Carol Emsmiller‘s “All of Us Can Almost…” explores power issues and role reversals among non-flying birds. When one female of this species decides she is going to launch herself off a mountain and fly, she finds herself recruiting and motivating a younger male to follow her lead while at the same time fending off an older male seeking a mate.

Ursula K. LeGuin‘s melancholy and exciting novella, “Another Story or a Fisherman of the Inland Sea,” tracks its protagonist the through his childhood off-world, where the family unit is defined as two men and two women and their children in the specific roles of morning, evening, day and night, to his adulthood as a teleportation researcher. If that isn’t confusing enough (it’s not), try wrapping your head around how light-speed travel might impact love and relationships.

The JTJAA2 also includes several non-fiction pieces: an essay from Julie Phillips’ James Tiptree Jr. A Life of Alice Sheldon; Gwenyth Jones’ “The Brains of Female Hyena Twins: On The Future of Gender” in which how Jones discusses how she extracts ideas for her fiction and summarizes the most recent research on sexuality published in The Differences Between the Sexes, the proceedings of the Eleventh International Conference on Comparative Physiology (a mouthful!).

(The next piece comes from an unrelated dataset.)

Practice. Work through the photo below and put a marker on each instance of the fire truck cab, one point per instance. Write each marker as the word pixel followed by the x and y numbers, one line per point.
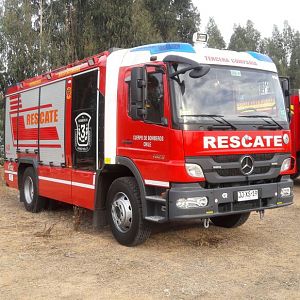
pixel 152 134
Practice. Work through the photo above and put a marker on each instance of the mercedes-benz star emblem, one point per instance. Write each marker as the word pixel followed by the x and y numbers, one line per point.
pixel 247 165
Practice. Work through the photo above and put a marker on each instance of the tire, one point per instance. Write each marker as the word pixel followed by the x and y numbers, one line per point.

In “Looking for Clues” (her guest of honor speech at WisCon 2002), Nalo Hopkinson talks about growing up as a black child in Jamaica, Trinidad and Guyana and reading comics, watching television and finally finding SFF. Throughout her readings, she realizes, she was searching for people like her in the “approved” media. When she finally sees a picture of Samuel Delaney, she began crying and wept.

Her conclusion, which I share in reading the JTJAA2, is:

I treasure the works by writers who make me dare to think beyond straight and gay, male and female, and to see that the spectra are much broader than that.